La columna verde

Elementos comunes VI - El Aire

Por Javier Dotú /Infoecologia.

Dominique Lapierre y Larry Collins acaban de publicar un libro que se titula “Arde New York”, remedo de aquel otro gran éxito suyo, “Arde París”; pero a mí me da la impresión de que esos títulos no son más que un serial por entregas porque lo que en realidad “arde” es el mundo; o al menos va camino de ello debido al progresivo calentamiento de la atmósfera propiciado y amparado por el efecto invernadero.

 

La atmósfera que es la capa de aire que rodea la tierra, tiene más de 1.000 kilómetros de altitud que, ateniéndonos a sus funciones hemos dividido en tres grandes zonas. La biosfera, donde se producen todos los procesos biológicos; la troposfera, donde se dan los fenómenos meteorológicos que influyen en el clima; y la estratosfera que es donde se forma la capa de ozono; entre otros fenómenos.

 

Hasta hace poco más de 200 años (Revolución Industrial / Invención de la Máquina de Vapor), la atmósfera, en sus capas más bajas, sólo se veía alterada por los fuegos accidentales y por las erupciones volcánicas; Desde entonces hasta nuestros días todo ha variado de forma vertiginosa. El ser humano (o al menos algún ser humano) se ha enseñoreado de más de 100 kilómetros de atmósfera, que engloban la biosfera y la troposfera, para, paulatinamente, usar ese espacio como vertedero.

 

La combustión que propulsa automóviles, aviones y todo tipo de industrias, ha ido incrementando el porcentaje de CO2 en el aire; el aire que respiramos y que es imprescindible para la vida (biosfera).
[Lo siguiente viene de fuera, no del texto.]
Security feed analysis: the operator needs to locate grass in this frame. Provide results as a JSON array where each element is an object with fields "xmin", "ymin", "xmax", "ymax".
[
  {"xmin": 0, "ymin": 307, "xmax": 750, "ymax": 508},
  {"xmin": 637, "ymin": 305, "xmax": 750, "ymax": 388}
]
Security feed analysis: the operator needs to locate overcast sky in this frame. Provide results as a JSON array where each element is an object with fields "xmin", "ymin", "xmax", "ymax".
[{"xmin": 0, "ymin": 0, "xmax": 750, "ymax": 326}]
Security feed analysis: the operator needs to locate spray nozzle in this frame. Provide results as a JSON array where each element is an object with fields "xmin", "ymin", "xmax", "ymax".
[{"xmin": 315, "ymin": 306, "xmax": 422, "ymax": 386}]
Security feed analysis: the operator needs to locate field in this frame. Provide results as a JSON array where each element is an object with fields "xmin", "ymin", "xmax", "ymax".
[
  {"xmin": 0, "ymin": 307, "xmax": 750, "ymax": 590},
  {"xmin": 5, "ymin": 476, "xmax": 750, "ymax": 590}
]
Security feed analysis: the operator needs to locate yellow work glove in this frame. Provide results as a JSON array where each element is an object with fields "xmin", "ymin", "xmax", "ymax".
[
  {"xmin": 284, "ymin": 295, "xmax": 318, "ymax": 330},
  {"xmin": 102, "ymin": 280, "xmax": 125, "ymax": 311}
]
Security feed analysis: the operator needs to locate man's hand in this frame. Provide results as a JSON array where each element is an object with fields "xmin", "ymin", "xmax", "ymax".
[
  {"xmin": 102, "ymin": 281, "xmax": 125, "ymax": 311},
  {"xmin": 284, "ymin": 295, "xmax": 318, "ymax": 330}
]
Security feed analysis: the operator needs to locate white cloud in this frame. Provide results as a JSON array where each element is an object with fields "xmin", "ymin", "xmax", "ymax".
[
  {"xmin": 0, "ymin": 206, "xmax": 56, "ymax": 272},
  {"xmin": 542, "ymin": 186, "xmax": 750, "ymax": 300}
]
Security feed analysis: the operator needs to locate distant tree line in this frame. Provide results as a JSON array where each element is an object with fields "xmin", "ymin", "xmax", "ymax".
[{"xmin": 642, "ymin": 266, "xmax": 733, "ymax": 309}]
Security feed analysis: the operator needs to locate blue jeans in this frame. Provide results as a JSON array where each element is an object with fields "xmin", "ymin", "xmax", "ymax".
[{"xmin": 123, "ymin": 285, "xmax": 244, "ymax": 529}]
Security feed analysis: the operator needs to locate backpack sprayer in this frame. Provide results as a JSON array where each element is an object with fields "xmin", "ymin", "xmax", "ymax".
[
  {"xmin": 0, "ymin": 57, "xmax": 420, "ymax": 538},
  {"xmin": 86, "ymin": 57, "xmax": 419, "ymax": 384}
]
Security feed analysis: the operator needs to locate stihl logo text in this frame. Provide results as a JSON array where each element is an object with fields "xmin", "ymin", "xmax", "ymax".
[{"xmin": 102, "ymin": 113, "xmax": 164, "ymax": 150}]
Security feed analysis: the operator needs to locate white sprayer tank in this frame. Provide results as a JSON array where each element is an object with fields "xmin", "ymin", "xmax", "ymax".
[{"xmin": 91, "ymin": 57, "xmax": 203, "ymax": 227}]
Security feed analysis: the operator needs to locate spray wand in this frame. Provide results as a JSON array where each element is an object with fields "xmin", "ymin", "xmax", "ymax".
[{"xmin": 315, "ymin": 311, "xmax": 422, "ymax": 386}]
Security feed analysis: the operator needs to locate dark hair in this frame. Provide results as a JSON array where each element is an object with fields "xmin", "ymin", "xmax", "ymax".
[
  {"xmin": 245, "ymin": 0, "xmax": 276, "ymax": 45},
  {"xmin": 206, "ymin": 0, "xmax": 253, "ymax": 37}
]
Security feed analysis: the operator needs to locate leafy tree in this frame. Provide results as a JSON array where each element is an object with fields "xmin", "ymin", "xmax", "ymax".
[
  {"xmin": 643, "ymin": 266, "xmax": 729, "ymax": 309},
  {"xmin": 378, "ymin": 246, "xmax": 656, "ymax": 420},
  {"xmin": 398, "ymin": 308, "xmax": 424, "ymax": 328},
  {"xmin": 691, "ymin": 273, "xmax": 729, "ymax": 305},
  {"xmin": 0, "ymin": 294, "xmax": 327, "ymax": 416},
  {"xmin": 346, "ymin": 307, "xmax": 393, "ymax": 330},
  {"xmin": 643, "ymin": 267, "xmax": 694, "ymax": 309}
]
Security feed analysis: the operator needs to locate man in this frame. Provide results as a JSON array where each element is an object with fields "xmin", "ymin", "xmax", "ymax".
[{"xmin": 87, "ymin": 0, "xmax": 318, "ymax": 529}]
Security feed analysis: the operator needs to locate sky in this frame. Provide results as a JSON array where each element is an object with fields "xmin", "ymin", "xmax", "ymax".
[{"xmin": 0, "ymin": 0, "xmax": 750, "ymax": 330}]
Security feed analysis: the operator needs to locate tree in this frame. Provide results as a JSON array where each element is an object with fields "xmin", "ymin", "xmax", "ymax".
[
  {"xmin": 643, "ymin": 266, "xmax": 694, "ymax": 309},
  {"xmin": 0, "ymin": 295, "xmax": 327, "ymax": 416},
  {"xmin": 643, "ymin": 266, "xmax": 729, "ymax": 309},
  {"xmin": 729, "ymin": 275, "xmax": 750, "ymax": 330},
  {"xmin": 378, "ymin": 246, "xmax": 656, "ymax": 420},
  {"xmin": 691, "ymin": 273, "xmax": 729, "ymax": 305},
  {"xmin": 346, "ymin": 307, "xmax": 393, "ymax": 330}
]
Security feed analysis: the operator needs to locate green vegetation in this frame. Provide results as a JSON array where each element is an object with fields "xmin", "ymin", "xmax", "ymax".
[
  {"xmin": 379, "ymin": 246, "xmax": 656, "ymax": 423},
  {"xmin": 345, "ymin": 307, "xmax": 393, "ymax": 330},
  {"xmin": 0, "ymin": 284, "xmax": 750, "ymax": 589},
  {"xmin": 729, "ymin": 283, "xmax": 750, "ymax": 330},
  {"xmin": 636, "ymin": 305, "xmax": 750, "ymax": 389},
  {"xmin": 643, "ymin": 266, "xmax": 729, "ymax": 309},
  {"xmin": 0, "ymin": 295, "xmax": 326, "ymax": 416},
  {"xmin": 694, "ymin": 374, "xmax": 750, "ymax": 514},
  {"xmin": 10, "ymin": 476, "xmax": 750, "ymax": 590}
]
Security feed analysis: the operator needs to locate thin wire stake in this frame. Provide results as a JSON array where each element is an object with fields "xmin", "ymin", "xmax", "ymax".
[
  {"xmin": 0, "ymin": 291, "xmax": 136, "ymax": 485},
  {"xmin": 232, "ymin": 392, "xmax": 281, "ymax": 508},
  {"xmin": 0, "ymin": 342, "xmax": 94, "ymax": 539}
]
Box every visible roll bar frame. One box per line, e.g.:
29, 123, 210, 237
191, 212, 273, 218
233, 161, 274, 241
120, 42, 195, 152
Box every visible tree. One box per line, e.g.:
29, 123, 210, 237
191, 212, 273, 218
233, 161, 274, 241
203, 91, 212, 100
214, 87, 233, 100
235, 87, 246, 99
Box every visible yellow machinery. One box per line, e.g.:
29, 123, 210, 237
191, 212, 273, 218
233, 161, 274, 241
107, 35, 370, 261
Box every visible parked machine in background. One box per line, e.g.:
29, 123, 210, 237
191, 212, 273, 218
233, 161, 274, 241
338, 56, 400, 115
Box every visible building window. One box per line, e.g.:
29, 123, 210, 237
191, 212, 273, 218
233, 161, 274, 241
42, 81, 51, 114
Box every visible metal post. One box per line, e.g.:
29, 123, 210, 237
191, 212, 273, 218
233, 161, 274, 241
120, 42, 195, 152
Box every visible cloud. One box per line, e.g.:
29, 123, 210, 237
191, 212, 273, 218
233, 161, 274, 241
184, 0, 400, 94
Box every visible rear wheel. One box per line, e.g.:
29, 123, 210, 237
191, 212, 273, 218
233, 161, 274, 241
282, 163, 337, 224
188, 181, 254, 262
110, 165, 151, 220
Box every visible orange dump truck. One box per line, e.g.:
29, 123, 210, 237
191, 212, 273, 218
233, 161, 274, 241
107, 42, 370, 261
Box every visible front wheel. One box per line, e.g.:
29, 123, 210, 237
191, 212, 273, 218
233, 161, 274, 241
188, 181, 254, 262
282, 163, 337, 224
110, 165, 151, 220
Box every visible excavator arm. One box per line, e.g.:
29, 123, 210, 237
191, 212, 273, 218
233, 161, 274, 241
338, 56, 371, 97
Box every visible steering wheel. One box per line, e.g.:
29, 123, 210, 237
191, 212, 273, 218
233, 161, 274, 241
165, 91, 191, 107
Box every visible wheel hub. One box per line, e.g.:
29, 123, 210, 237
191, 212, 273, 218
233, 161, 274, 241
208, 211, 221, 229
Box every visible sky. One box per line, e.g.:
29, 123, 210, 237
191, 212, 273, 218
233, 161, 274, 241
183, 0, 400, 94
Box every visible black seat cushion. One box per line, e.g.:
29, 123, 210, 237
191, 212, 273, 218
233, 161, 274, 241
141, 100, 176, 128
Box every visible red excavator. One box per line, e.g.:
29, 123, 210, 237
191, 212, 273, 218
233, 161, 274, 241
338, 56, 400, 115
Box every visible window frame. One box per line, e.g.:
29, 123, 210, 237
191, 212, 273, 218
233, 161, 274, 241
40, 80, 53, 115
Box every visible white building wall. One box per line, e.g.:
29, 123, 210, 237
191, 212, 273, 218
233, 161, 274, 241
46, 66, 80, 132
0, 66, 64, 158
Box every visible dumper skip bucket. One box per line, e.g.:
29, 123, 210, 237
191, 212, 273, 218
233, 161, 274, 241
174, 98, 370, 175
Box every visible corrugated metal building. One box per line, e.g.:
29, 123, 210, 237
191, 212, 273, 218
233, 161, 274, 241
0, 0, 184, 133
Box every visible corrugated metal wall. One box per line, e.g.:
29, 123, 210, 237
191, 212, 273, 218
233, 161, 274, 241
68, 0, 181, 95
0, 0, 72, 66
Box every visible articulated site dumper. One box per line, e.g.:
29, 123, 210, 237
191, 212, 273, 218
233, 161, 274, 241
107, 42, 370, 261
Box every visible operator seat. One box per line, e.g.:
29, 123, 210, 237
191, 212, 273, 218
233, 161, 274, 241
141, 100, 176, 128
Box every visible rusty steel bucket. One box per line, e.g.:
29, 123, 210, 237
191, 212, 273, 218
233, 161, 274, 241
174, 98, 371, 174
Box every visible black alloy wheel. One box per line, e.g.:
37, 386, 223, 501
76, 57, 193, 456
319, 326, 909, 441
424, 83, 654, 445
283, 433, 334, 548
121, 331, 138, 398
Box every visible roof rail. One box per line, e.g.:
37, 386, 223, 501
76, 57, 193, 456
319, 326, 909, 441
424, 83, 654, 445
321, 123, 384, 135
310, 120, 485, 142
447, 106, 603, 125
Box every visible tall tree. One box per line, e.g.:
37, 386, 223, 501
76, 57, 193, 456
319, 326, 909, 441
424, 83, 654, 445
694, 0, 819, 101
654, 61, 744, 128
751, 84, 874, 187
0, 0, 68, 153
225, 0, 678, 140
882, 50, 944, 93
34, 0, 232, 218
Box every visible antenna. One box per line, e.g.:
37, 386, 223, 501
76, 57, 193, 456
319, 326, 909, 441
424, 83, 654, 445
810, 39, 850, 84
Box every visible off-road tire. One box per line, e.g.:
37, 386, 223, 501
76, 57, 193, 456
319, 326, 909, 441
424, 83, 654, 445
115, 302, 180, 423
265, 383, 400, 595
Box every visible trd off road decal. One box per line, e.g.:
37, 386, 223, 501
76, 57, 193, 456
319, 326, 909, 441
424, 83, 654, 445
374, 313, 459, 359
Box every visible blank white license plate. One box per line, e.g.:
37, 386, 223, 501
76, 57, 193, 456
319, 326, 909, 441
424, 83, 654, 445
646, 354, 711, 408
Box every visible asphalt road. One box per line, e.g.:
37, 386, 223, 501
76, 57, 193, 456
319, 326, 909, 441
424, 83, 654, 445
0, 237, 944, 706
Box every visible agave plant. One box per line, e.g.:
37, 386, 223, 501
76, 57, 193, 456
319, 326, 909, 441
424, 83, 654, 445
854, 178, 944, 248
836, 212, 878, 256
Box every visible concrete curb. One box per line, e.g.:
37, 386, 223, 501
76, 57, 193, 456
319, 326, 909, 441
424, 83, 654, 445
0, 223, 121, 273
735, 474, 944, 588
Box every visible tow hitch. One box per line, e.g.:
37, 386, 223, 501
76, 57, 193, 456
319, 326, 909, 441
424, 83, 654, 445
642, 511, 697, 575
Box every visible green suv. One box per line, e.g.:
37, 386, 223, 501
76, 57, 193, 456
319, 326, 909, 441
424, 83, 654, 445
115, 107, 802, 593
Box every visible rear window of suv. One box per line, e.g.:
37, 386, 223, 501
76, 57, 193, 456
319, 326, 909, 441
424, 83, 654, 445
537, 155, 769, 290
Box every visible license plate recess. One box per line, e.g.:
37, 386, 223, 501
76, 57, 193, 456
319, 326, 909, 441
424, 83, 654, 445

De tal manera que, antes de que la máquina de vapor revolucionara la industria, la concentración de CO2 en la atmósfera se calculaba en una 280 partes por millón. En la actualidad, recientes cálculos llevados a término por la Intergovernmental Panel on Climate Change (IPCC) de la ONU, han evaluado la concentración en 370 partes por millón, lo que representa un incremento del 32%.

 

El aire está compuesto en un 99% de Nitrógeno (78%) y de Oxígeno (21%). El 1% restante lo forman en muy pequeñas cantidades gases como el Neón, Helio, Argón, Ozono, Xenón, etc. Si sabemos que cuanto mayor es la concentración de CO2, menor es la de Oxígeno, no debe extrañarnos el incremento que han sufrido las enfermedades pulmonares con incidencia en lesiones gasofaríngeas y neurovegetativas en general.

 

La campaña emprendida contra el tabaco, bien está; pero tal vez deberíamos considerar que eso es un intento de desviar la atención, de camuflar la “gran contaminación atmosférica”, culpando de todos los males a la “pequeña contaminación del tabaco”. ¡Ojo!, no estamos exonerando al fumador ni a la combustión de tabaco; pero su condena no deja de ser un “efecto placebo” que enmascara el mal que nos envuelve y que deteriora múltiples procesos biológicos.

 

     Siempre me han caído mal esas empresas que se gastan “tantos humos”.